The album’s generous footnotes offer small clues to the actual stories often somewhat obscured by Costello’s clever wordplay. The hard swinging, horn blasted “Church Underground” follows the trail of a struggling Depression-era actress as she fumbles her way through 10-cent dances and moving pictures while the gorgeously finger picked “Bullets for the Newborn King” tracks a pair of regret-stricken assassins to 1950s Central America. If the guardians of the Great American Songbook are still accepting submissions they need look no further the brilliantly heartbreaking “You Hung the Moon”. Backed by celestial strings and a mournful bass clarinet, Costello goes full on balladeer as he sings of a family so wrung out by their WWI losses that they’ve turned to clairvoyants to assist in communicating with the departed. I doubt there will be a verse this year as simple and sad as “The shore is a parchment / The sea has no tide / Since he was taken from my side.”
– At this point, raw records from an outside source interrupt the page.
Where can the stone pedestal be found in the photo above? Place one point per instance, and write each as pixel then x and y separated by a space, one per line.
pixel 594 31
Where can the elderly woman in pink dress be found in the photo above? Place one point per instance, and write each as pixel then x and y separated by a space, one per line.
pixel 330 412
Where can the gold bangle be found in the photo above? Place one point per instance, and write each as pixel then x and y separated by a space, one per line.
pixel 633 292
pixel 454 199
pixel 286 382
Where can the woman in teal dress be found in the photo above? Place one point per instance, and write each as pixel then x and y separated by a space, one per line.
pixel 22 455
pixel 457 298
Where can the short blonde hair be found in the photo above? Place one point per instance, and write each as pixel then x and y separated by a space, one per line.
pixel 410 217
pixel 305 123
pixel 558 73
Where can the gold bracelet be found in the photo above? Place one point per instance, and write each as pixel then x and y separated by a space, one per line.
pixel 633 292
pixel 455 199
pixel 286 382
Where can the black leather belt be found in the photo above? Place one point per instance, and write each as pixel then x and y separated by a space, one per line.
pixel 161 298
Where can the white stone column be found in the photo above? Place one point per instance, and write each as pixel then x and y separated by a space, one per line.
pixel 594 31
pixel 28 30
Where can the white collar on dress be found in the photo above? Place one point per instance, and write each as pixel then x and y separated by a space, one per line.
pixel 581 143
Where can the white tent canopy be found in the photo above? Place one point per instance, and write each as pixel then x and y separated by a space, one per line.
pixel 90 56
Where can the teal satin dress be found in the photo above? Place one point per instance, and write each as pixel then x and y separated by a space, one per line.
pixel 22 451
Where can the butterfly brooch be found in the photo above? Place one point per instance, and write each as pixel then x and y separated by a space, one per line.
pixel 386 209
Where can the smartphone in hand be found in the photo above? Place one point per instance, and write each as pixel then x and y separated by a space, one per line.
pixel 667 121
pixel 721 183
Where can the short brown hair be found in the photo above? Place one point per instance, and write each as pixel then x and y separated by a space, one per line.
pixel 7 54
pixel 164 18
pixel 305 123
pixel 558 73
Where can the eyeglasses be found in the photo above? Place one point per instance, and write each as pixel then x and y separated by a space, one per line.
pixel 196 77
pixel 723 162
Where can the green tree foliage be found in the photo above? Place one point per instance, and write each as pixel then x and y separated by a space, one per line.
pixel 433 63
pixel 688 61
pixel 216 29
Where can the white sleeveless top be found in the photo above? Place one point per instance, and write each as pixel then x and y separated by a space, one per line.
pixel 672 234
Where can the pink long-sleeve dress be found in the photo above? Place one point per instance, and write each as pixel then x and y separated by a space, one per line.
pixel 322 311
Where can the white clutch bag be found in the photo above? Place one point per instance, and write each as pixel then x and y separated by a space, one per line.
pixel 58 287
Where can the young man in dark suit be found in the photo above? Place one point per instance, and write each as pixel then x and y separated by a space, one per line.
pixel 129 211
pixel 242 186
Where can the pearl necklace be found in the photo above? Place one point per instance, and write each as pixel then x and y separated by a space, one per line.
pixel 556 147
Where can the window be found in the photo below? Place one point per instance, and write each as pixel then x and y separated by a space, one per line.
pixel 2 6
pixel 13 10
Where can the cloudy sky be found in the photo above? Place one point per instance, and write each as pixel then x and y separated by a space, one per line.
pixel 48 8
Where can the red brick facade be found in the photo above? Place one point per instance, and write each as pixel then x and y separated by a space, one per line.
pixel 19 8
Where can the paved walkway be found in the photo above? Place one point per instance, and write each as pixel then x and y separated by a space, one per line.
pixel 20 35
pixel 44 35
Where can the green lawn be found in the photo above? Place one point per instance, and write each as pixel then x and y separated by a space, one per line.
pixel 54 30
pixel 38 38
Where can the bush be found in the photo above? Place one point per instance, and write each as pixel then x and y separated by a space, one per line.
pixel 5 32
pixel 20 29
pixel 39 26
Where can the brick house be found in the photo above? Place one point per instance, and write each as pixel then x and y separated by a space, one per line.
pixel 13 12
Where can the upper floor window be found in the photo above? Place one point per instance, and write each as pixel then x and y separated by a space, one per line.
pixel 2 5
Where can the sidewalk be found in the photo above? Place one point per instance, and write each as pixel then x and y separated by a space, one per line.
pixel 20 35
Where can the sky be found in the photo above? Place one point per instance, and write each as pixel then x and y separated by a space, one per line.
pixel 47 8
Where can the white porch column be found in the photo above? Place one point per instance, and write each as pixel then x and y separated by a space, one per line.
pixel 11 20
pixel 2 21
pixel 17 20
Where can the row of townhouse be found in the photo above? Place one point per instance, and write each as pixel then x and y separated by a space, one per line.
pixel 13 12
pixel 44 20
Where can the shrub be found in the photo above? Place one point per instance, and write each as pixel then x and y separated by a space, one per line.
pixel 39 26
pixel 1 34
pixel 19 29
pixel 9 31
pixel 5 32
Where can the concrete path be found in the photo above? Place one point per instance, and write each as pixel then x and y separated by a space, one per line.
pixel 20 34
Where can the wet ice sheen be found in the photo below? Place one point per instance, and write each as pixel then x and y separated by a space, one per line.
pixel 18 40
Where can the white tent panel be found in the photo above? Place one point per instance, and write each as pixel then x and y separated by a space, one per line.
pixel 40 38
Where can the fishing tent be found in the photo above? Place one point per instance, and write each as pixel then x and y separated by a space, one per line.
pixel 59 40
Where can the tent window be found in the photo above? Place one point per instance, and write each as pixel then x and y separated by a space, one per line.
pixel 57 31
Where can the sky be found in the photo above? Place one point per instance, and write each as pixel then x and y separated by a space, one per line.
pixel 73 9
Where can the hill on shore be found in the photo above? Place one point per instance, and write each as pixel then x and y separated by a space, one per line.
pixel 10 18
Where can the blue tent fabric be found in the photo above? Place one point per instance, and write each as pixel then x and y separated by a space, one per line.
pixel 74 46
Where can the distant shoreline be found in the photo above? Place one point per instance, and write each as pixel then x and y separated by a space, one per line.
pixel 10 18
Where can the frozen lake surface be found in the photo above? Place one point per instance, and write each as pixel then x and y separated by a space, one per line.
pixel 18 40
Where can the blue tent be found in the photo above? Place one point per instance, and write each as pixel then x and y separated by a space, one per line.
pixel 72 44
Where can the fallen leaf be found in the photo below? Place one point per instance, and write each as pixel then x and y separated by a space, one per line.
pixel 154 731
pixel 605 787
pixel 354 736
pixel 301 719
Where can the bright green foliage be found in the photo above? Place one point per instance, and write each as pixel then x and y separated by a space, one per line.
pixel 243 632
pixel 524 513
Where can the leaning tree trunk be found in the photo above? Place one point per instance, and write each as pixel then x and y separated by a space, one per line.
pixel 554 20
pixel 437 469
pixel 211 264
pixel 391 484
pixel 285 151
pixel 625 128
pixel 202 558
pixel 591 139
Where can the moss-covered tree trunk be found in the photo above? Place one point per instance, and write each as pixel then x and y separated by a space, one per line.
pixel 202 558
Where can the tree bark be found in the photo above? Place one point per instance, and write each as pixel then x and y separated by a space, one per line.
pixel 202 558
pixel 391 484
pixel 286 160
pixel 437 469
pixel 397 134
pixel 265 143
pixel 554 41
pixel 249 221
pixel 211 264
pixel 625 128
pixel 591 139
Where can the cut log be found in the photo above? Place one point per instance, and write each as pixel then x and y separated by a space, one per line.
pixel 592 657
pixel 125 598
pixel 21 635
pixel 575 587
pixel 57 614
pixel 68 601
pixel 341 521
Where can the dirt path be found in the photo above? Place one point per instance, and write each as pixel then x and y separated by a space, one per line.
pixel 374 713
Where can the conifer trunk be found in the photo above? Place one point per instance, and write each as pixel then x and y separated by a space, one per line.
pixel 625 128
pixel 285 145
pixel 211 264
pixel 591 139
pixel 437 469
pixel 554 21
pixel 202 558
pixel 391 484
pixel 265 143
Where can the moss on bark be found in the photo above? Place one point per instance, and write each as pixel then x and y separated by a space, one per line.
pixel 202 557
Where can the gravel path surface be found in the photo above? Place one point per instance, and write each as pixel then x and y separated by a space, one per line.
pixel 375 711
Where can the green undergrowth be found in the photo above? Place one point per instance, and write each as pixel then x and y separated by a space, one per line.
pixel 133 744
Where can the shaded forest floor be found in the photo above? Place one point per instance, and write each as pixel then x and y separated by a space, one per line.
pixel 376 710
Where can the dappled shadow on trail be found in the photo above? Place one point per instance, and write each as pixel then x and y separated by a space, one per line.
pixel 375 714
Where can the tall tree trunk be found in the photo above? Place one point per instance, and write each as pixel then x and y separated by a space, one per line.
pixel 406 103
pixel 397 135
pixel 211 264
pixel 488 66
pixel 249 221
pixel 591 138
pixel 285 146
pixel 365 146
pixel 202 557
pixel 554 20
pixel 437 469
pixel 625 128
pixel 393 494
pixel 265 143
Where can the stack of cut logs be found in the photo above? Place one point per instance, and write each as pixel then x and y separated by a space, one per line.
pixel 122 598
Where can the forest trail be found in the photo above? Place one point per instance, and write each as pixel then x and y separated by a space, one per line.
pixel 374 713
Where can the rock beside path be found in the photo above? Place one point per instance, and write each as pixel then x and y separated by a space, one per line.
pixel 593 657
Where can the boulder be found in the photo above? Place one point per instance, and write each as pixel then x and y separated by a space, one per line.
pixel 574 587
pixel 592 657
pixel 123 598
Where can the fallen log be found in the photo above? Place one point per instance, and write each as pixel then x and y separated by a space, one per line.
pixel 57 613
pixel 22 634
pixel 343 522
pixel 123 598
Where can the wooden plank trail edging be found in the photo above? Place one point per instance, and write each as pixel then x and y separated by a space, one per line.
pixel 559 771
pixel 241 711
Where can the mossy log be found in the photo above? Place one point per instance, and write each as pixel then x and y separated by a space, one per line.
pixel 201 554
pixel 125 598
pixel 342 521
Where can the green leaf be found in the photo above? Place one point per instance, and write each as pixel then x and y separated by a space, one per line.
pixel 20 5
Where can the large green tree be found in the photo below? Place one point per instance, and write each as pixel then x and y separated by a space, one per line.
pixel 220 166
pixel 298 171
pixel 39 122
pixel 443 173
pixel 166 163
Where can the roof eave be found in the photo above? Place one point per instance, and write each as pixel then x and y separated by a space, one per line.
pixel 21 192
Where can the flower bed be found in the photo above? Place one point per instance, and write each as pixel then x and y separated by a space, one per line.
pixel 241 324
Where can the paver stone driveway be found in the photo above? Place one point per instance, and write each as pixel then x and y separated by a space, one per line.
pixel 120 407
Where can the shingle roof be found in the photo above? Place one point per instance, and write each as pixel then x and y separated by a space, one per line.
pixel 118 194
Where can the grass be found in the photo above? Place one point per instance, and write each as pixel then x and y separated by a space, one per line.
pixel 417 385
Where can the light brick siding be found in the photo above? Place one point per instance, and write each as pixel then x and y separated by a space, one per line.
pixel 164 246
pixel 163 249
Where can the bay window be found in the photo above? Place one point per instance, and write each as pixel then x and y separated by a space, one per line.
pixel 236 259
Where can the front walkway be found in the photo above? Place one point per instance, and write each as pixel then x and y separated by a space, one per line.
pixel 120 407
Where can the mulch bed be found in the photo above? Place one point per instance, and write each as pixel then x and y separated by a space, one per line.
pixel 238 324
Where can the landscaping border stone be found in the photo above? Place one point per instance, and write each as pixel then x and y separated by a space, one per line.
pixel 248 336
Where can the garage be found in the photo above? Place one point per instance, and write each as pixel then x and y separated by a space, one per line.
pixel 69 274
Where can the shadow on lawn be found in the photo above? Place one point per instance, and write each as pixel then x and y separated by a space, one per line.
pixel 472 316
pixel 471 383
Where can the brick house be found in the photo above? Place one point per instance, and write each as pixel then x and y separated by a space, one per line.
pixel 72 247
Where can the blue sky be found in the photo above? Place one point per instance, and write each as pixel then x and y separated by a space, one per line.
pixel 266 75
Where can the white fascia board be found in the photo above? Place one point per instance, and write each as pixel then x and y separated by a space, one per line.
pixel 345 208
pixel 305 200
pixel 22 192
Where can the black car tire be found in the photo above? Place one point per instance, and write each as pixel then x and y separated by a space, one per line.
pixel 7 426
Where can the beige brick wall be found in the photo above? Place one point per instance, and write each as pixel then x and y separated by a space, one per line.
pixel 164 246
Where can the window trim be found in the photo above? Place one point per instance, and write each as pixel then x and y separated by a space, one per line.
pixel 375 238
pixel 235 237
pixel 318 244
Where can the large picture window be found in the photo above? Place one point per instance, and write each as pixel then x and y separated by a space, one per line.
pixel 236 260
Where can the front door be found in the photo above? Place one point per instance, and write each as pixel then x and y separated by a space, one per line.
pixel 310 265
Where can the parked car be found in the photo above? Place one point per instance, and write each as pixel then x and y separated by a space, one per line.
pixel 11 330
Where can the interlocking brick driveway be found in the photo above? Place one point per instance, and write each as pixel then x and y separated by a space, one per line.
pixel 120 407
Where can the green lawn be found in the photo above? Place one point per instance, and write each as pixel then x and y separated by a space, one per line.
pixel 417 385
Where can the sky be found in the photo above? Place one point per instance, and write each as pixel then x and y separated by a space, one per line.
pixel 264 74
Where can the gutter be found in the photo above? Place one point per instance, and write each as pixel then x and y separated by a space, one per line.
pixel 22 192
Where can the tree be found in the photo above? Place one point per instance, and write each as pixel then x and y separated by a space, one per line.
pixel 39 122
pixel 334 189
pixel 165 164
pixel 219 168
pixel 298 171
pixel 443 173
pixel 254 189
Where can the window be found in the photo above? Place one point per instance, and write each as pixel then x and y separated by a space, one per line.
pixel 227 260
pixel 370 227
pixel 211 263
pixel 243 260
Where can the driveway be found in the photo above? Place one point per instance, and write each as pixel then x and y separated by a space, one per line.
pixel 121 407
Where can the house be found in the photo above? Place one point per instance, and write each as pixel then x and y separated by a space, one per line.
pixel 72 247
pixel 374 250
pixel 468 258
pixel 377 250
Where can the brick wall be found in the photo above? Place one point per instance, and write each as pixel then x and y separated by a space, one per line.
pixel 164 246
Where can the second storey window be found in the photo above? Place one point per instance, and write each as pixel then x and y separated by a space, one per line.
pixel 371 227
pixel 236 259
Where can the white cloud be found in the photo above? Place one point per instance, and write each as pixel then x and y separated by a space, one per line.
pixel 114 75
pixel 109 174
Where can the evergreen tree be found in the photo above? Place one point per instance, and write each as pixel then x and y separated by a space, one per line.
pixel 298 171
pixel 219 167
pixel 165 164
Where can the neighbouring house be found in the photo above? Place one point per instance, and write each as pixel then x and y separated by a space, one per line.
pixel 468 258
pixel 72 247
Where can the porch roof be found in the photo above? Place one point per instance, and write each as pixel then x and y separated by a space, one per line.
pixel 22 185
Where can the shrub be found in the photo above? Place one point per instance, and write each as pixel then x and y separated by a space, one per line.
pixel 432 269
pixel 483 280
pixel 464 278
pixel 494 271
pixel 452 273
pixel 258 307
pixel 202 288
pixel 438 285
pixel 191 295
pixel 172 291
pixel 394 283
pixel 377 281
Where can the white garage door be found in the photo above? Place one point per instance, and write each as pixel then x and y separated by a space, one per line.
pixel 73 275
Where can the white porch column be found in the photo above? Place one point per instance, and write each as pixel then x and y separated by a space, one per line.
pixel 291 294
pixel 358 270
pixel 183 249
Burnett is a producer who seems to chase down Grammy gold with every album created under his watch. He and Costello, frequent collaborators since 1986s King of America, sounded uninspired on last year’s toothless Secret, Profane and Sugarcane. On this go around they wisely leave the studio door wide open for a talented supporting cast that constantly finds subtle ways to add new colors to Costello’s canvas. As usual, Costello’s voice dwarfs pretty much everything else around it (if you’re singing harmonies with Elvis you’re always going to sound like you’re a few rows behind him). From Stuart Duncan’s electric violin on “Stations of the Cross” to Leon Russell’s giddy piano solo on “My Lovely Jezebel”, there’s a wealth of performances here that enliven the most middling numbers. It all comes to a head on the furious “The Spell That You Cast”, a bracing rocker where Costello briefly dips into his New Wave roots. While Costello dials up some lusty adolescent torments, Steve Nieve’s Vox Continental dukes it out with rockabilly guitar and boogie woogie piano.
When Costello released When I Was Cruel back in 2002 it was heavily marketed as a comeback album. While he has never been out of the public eye for very long, that album marked the moment where a happily remarried Costello seemed to fall in love with making music again. National Ransom sounds like yet another rebirth that looks backwards and forward at the same time. An occasionally frustrating front-to-back listen, it’s nevertheless a perfect album for our attention span challenged time. Costello seems to realize that you probably wouldn’t want to bask in the radiant pop glow of “I Lost You” and think about the assassination of Jean Charles de Menezes in the same afternoon anyway.
When musicians pass the age of 55 they have a tendency to start making albums that we purchase only out of duty (when was the last time you pulled Paul McCartney’s Driving Rain off the shelf?). 33 years deep into his career, Elvis Costello continues to challenge both himself and his audience. If his latest is any indication he’ll continue inspiring us well into his twilight years.